Poetry of Revolution: Romanticism and National Projects

(Sean Pound) #1

Ce noir fut accuse d’en vouloir un son maître :
Pour punir sa révolte on le frappa d’un R!


Cet enfant, pour avoir glissé sa main timide,
Un jour que vainement sa force avait bravé
La faim qui l’agitait, qui le poussait, avide
N’était plus qu’un voleur : on le frappa d’un V.


Et cet autre, un vieillard, une femme qu’on fauche,
Pour avoir fui le fouet, dont elle a trop souffert,
N’est plus qu’une marronne : et son épaule gauche
Etalait au soleil l’M qu’avait mis le fer!
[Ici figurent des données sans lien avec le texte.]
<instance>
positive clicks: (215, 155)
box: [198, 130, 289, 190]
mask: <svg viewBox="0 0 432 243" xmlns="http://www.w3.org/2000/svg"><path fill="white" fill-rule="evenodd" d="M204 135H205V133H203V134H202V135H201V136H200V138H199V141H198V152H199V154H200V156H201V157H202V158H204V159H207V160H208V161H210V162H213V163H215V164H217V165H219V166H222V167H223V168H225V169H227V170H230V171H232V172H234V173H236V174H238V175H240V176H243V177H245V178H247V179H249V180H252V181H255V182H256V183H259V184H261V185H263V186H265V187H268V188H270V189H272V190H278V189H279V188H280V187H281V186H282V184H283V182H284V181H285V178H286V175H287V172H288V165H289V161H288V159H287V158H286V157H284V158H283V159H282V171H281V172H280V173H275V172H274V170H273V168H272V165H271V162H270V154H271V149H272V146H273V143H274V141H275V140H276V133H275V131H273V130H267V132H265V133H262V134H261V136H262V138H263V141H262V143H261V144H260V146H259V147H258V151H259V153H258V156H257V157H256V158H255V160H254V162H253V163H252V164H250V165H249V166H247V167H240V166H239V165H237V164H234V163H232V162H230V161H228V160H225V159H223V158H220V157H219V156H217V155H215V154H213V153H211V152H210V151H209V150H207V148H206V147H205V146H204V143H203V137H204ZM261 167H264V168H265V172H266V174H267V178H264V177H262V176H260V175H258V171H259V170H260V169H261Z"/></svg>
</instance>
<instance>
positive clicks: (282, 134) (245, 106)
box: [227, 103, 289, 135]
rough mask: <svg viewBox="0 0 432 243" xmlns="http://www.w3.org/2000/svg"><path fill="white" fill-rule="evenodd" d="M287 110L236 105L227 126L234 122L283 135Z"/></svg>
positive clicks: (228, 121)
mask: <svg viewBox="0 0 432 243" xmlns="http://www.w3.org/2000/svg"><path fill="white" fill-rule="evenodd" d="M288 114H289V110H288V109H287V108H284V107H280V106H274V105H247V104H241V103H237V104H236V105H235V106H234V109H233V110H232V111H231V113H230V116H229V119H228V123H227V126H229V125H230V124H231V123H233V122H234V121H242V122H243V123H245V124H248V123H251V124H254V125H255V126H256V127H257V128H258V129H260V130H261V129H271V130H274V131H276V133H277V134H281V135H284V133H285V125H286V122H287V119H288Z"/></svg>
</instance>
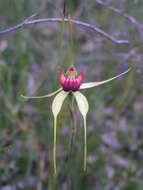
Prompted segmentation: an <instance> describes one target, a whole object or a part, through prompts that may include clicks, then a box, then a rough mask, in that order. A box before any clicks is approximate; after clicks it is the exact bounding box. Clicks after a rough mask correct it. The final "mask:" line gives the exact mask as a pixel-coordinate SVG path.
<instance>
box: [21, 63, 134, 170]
mask: <svg viewBox="0 0 143 190" xmlns="http://www.w3.org/2000/svg"><path fill="white" fill-rule="evenodd" d="M129 70H130V68H129V69H128V70H126V71H125V72H123V73H121V74H119V75H116V76H115V77H113V78H109V79H107V80H104V81H100V82H88V83H82V82H83V73H82V72H81V73H80V74H78V73H77V71H76V69H75V67H74V66H70V67H69V68H68V70H67V72H66V74H64V72H61V73H60V74H59V83H60V85H61V88H60V89H58V90H56V91H54V92H53V93H50V94H47V95H44V96H22V97H23V98H26V99H32V98H47V97H51V96H53V95H55V94H57V95H56V97H55V98H54V100H53V103H52V112H53V115H54V145H53V165H54V172H55V173H56V130H57V116H58V114H59V112H60V111H61V107H62V105H63V102H64V100H65V99H66V97H67V96H68V95H69V94H72V95H73V97H74V98H75V100H76V102H77V105H78V108H79V111H80V113H81V114H82V116H83V121H84V170H86V159H87V142H86V115H87V112H88V109H89V105H88V101H87V99H86V97H85V96H84V95H83V94H82V93H81V92H79V90H82V89H86V88H93V87H96V86H100V85H102V84H105V83H107V82H110V81H112V80H114V79H116V78H118V77H120V76H122V75H124V74H126V73H127V72H129Z"/></svg>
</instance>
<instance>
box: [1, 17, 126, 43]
mask: <svg viewBox="0 0 143 190" xmlns="http://www.w3.org/2000/svg"><path fill="white" fill-rule="evenodd" d="M34 16H35V15H34ZM34 16H33V15H32V16H31V17H34ZM31 17H28V18H27V19H25V20H24V21H22V22H21V23H20V24H17V25H15V26H12V27H10V28H8V29H5V30H1V31H0V35H4V34H7V33H9V32H12V31H15V30H18V29H20V28H22V27H24V26H27V25H31V24H36V23H42V22H63V19H62V18H41V19H35V20H34V19H33V20H32V19H31ZM64 21H65V22H68V19H67V18H65V19H64ZM71 22H72V23H73V24H77V25H80V26H83V27H85V28H88V29H91V30H92V31H94V32H96V33H99V34H100V35H102V36H103V37H105V38H106V39H108V40H110V41H111V42H113V43H116V44H128V43H129V41H128V40H117V39H116V38H115V37H114V36H112V35H110V34H108V33H106V32H105V31H104V30H102V29H100V28H98V27H96V26H93V25H91V24H89V23H86V22H82V21H78V20H73V19H71Z"/></svg>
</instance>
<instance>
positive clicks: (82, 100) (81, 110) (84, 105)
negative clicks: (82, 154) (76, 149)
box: [73, 91, 89, 170]
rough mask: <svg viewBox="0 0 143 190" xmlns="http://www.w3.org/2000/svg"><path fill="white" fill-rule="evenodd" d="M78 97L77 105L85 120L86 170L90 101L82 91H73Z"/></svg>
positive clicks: (85, 154) (74, 93) (85, 149)
mask: <svg viewBox="0 0 143 190" xmlns="http://www.w3.org/2000/svg"><path fill="white" fill-rule="evenodd" d="M73 95H74V97H75V99H76V102H77V105H78V107H79V110H80V113H81V114H82V116H83V120H84V170H86V160H87V142H86V138H87V137H86V115H87V112H88V109H89V105H88V101H87V99H86V97H85V96H84V95H83V94H81V93H80V92H78V91H77V92H73Z"/></svg>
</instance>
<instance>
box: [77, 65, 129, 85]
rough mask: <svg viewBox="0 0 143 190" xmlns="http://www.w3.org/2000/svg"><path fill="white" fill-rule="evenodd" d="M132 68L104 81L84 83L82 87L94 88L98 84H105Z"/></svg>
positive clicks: (117, 77)
mask: <svg viewBox="0 0 143 190" xmlns="http://www.w3.org/2000/svg"><path fill="white" fill-rule="evenodd" d="M130 70H131V68H129V69H128V70H127V71H125V72H123V73H121V74H119V75H117V76H115V77H113V78H109V79H107V80H104V81H100V82H87V83H83V84H81V86H80V89H85V88H93V87H96V86H100V85H102V84H105V83H107V82H110V81H111V80H114V79H116V78H118V77H120V76H122V75H124V74H126V73H128V72H129V71H130Z"/></svg>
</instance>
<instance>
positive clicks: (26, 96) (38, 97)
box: [21, 88, 62, 99]
mask: <svg viewBox="0 0 143 190" xmlns="http://www.w3.org/2000/svg"><path fill="white" fill-rule="evenodd" d="M61 90H62V88H59V89H58V90H56V91H54V92H52V93H50V94H46V95H44V96H23V95H21V96H22V97H23V98H25V99H34V98H47V97H51V96H54V95H55V94H56V93H58V92H60V91H61Z"/></svg>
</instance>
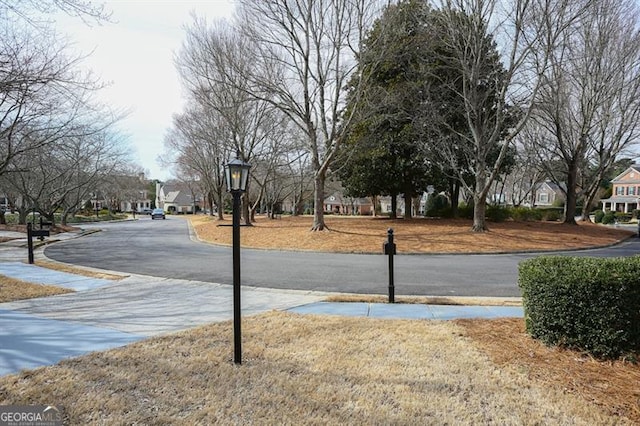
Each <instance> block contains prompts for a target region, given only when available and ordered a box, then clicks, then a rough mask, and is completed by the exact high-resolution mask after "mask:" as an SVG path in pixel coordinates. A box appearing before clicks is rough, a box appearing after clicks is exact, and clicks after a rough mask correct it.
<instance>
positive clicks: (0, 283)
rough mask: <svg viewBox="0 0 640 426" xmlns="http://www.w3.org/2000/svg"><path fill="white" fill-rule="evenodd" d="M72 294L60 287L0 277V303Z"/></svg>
mask: <svg viewBox="0 0 640 426" xmlns="http://www.w3.org/2000/svg"><path fill="white" fill-rule="evenodd" d="M72 292H73V290H69V289H66V288H62V287H57V286H52V285H43V284H34V283H29V282H25V281H21V280H16V279H13V278H9V277H5V276H4V275H0V303H4V302H13V301H15V300H23V299H34V298H36V297H47V296H54V295H56V294H64V293H72Z"/></svg>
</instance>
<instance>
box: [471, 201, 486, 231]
mask: <svg viewBox="0 0 640 426" xmlns="http://www.w3.org/2000/svg"><path fill="white" fill-rule="evenodd" d="M486 210H487V200H486V198H485V197H484V194H480V196H478V194H474V196H473V226H472V227H471V231H473V232H486V231H488V228H487V222H486V219H485V214H486Z"/></svg>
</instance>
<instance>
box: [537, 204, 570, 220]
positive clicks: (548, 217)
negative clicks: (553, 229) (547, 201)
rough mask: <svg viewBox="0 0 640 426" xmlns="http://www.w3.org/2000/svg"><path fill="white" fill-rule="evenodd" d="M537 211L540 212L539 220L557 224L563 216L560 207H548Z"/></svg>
mask: <svg viewBox="0 0 640 426" xmlns="http://www.w3.org/2000/svg"><path fill="white" fill-rule="evenodd" d="M538 210H539V211H540V220H544V221H547V222H557V221H559V220H560V219H562V216H563V215H564V211H563V208H562V207H548V208H544V209H538Z"/></svg>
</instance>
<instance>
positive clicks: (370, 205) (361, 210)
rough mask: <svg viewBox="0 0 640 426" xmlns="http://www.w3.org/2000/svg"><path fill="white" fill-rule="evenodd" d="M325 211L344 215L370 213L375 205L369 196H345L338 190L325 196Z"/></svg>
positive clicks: (324, 204) (372, 209)
mask: <svg viewBox="0 0 640 426" xmlns="http://www.w3.org/2000/svg"><path fill="white" fill-rule="evenodd" d="M324 211H325V212H331V213H334V214H344V215H370V214H372V212H373V205H372V204H371V200H369V199H368V198H353V197H345V196H344V195H342V194H341V193H339V192H336V193H333V194H332V195H330V196H329V197H327V198H325V200H324Z"/></svg>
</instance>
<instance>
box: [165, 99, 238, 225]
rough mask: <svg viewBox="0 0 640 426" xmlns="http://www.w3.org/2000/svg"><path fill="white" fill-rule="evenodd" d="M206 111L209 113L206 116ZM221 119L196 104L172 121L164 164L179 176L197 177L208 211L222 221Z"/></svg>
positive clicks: (223, 135) (189, 107)
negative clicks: (205, 202) (168, 165)
mask: <svg viewBox="0 0 640 426" xmlns="http://www.w3.org/2000/svg"><path fill="white" fill-rule="evenodd" d="M207 111H208V112H207ZM226 137H227V136H226V131H225V123H224V121H223V120H222V118H221V117H220V116H219V115H218V114H216V113H215V111H211V110H210V109H207V108H206V107H203V106H201V105H198V104H195V105H193V106H192V107H189V108H188V109H187V111H185V112H184V113H182V114H180V115H176V116H175V117H174V118H173V127H172V128H171V129H170V130H169V132H168V133H167V135H166V137H165V141H164V144H165V152H166V153H167V154H166V155H165V160H167V161H168V162H171V163H173V164H175V165H176V167H177V168H178V169H179V170H180V171H181V172H182V174H187V175H191V176H197V177H198V180H199V182H200V186H201V189H202V192H203V193H204V194H205V195H206V198H207V205H208V210H209V211H210V212H211V215H213V214H214V210H215V209H214V205H215V206H217V217H218V219H220V220H222V219H223V218H224V215H223V208H222V206H223V197H224V192H225V189H224V171H223V163H224V160H225V159H226V158H227V157H228V153H229V149H228V147H227V146H226V145H225V144H223V143H221V141H224V140H225V138H226Z"/></svg>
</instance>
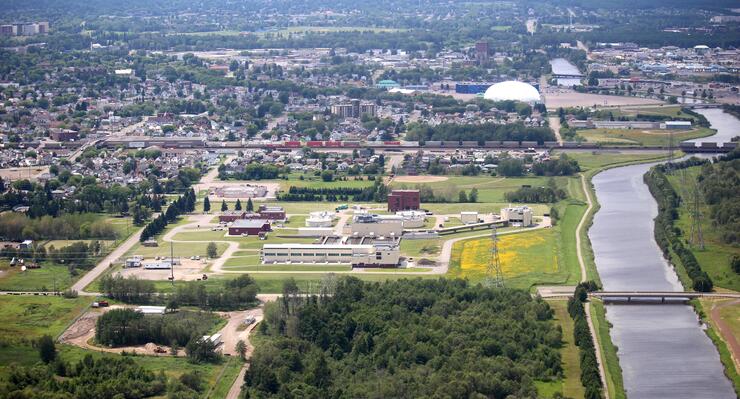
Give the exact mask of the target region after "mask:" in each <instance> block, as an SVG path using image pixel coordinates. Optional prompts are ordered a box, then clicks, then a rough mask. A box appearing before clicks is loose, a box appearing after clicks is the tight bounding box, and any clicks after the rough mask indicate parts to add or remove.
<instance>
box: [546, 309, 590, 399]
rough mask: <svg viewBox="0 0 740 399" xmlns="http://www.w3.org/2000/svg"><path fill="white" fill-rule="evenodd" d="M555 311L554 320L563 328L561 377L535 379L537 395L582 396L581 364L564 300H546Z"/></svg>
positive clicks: (556, 322)
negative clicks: (554, 380) (552, 379)
mask: <svg viewBox="0 0 740 399" xmlns="http://www.w3.org/2000/svg"><path fill="white" fill-rule="evenodd" d="M548 304H549V305H550V307H551V308H552V309H553V311H554V312H555V322H556V323H558V325H560V328H561V329H562V330H563V344H562V346H561V347H560V356H561V359H562V365H563V378H562V379H561V380H557V381H550V382H544V381H536V382H535V385H536V386H537V395H538V396H539V397H541V398H552V397H553V396H554V395H555V394H556V393H560V394H561V395H563V396H565V397H568V398H582V397H583V396H584V389H583V385H581V366H580V360H579V353H578V347H577V346H576V345H575V343H574V342H573V319H572V318H571V317H570V315H569V314H568V305H567V302H566V301H563V300H555V301H548Z"/></svg>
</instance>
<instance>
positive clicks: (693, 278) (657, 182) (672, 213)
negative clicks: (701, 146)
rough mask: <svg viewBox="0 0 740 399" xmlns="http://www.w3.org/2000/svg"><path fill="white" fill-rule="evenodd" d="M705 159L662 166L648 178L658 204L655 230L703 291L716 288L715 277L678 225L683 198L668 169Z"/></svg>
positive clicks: (672, 256) (691, 158)
mask: <svg viewBox="0 0 740 399" xmlns="http://www.w3.org/2000/svg"><path fill="white" fill-rule="evenodd" d="M705 162H708V161H706V160H699V159H697V158H691V159H689V160H687V161H684V162H681V163H674V164H671V165H668V166H666V165H658V166H655V167H653V168H652V169H650V171H649V172H648V173H646V174H645V177H644V179H645V183H646V184H647V186H648V188H649V189H650V193H652V195H653V197H655V200H656V202H657V203H658V216H656V217H655V229H654V235H655V241H656V242H657V243H658V246H660V248H661V250H662V251H663V255H664V256H665V257H666V258H667V259H669V260H678V261H679V262H680V263H681V264H682V265H683V267H684V269H686V273H687V274H688V275H689V278H691V281H692V286H693V289H694V290H696V291H701V292H709V291H712V287H713V283H712V279H711V278H710V277H709V275H708V274H707V273H706V272H705V271H703V270H702V269H701V265H700V264H699V262H698V261H697V260H696V257H695V256H694V253H693V252H691V249H690V248H687V246H686V244H685V243H684V240H683V239H682V237H681V235H682V232H681V230H680V229H679V228H678V227H677V226H676V225H675V221H676V219H678V207H679V205H680V197H679V196H678V194H677V193H676V191H675V190H674V189H673V186H671V183H670V182H669V181H668V176H666V171H667V170H669V169H673V170H675V169H680V168H686V167H690V166H696V165H700V164H702V163H705ZM674 254H675V256H674ZM674 263H675V262H674Z"/></svg>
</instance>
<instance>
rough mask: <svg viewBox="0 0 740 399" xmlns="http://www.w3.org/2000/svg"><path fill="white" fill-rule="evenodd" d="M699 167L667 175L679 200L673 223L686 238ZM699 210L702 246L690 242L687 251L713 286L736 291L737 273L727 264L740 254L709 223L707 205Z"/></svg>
mask: <svg viewBox="0 0 740 399" xmlns="http://www.w3.org/2000/svg"><path fill="white" fill-rule="evenodd" d="M700 168H701V167H699V166H695V167H692V168H688V169H685V170H684V171H676V172H674V173H673V174H672V175H670V176H669V177H668V180H669V181H670V182H671V185H672V186H673V188H674V190H676V193H678V195H680V196H681V198H682V200H683V201H682V202H681V205H680V206H679V210H678V220H676V226H677V227H679V228H680V229H681V231H683V233H684V237H685V238H686V239H687V240H689V239H690V237H689V235H690V232H691V224H692V216H691V202H692V200H693V189H694V182H696V178H697V176H698V175H699V172H700V170H701V169H700ZM699 212H700V214H701V215H702V217H701V229H702V235H703V237H704V249H701V248H700V247H699V245H698V242H693V243H692V244H693V245H691V251H692V252H693V253H694V256H695V257H696V260H697V261H699V265H701V268H702V270H704V271H706V272H707V273H708V274H709V277H711V278H712V281H713V282H714V285H715V286H716V287H719V288H724V289H728V290H733V291H740V275H738V274H737V273H735V272H733V271H732V268H731V267H730V260H731V259H732V257H733V256H740V247H737V246H733V245H729V244H725V243H723V242H722V240H721V237H720V234H719V231H718V230H717V229H715V228H714V227H713V226H712V221H711V219H710V216H709V215H710V209H709V207H708V206H706V205H704V204H701V205H700V206H699Z"/></svg>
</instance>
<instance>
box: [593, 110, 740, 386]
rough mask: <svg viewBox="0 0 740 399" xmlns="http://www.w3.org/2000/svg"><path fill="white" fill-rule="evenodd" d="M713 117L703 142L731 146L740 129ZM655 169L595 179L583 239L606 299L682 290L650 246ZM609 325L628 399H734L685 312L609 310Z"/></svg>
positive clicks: (676, 310)
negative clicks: (647, 187) (636, 398)
mask: <svg viewBox="0 0 740 399" xmlns="http://www.w3.org/2000/svg"><path fill="white" fill-rule="evenodd" d="M713 111H715V110H701V111H700V112H702V114H704V115H705V116H706V117H707V119H709V120H710V122H711V123H712V125H713V127H715V128H716V129H718V130H720V132H718V134H717V135H716V136H717V137H715V136H712V137H709V138H705V139H702V141H712V140H713V139H714V140H716V141H719V142H724V141H729V139H727V136H725V134H729V133H732V132H734V133H735V134H737V132H740V121H738V120H737V119H736V118H734V117H733V116H732V115H729V114H724V113H721V114H720V113H715V112H713ZM716 111H719V110H716ZM720 112H721V111H720ZM727 117H729V118H731V119H727ZM727 128H729V129H730V130H729V131H727V130H726V129H727ZM653 165H654V164H648V165H634V166H625V167H621V168H615V169H610V170H607V171H605V172H602V173H599V174H598V175H596V176H595V177H594V179H593V184H594V188H595V190H596V197H597V199H598V201H599V203H600V204H601V208H600V209H599V211H598V212H597V213H596V215H595V216H594V222H593V226H592V227H591V229H590V230H589V233H588V235H589V238H590V240H591V244H592V246H593V250H594V256H595V261H596V267H597V269H598V271H599V275H600V277H601V281H602V283H603V285H604V289H605V290H607V291H615V290H619V291H642V290H652V291H681V290H682V286H681V283H680V282H679V280H678V277H677V276H676V273H675V272H674V270H673V269H672V268H671V266H670V265H669V264H668V262H666V260H665V259H664V258H663V255H662V252H661V250H660V248H659V247H658V244H657V243H656V242H655V239H654V238H653V228H654V222H653V218H655V216H656V215H657V213H658V208H657V204H656V202H655V200H654V199H653V197H652V195H651V194H650V192H649V190H648V188H647V186H646V185H645V184H644V182H643V180H642V179H643V178H642V177H643V175H644V174H645V173H646V172H647V171H648V169H650V167H652V166H653ZM607 319H608V320H609V322H610V323H611V324H612V325H613V327H612V329H611V337H612V341H613V342H614V344H615V345H616V346H617V347H618V356H619V363H620V365H621V366H622V374H623V377H624V387H625V389H626V391H627V397H628V398H630V399H635V398H638V399H642V398H645V399H655V398H666V399H667V398H671V399H684V398H685V399H697V398H707V399H721V398H736V395H735V392H734V389H733V387H732V384H731V383H730V381H729V380H728V379H727V378H726V377H725V375H724V370H723V366H722V363H721V362H720V359H719V353H718V352H717V349H716V348H715V347H714V345H713V344H712V342H711V340H710V339H709V337H707V336H706V334H705V333H704V331H703V330H702V326H701V325H700V323H699V319H698V317H697V315H696V313H694V311H693V309H692V308H691V307H690V306H688V305H682V304H671V305H618V304H615V305H607Z"/></svg>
Ainsi marqués, pareils à des bêtes de somme, --
Ces noirs étaient livres par le maître-colon,
Et le colon-bourreau, vieux monstre las d’être homme,
Remplissait son office aussi cruel que long.






Un jour on en noyait proche d’une centaine.
Ceux-ci la corde au bras, ceux-la la chaîne aux pieds :
Enfants, femmes, vieillards, qu’en sa rage hautaine
Le maître, plus ou moins, avait estropies.


Ayant déjà connu jusqu’au dernier martyre,
Ayant toujours souffert ce qu’ils souffraient encore
Dans la cale profond et sombre du navire
Entasse pêle-mêle ils espéraient la mort.


Ils étaient là : les uns, cœurs où grondaient des laves
De haine, conservant leur calme solennel :
Les autres fredonnant leurs complaintes d’esclaves,
Faisant dans leurs soupirs monter leurs vœux au ciel.


Jadis, tant que le fouet torturait leurs entrailles,
Du cœur brisé d’angoisse un cri pouvait jaillir ;
Pressentant maintenant l’heure des représailles,
Toute leur foi rayonne à l’heure de mourir.


Or, entre eux, se trouvait une négresse austère,
Ses filles, son mari, -- doux vieillard, gais enfants, --
Tout ce qui lui restait de bonheur sur la terre,
Comme elle allait périr sous les flots étouffants.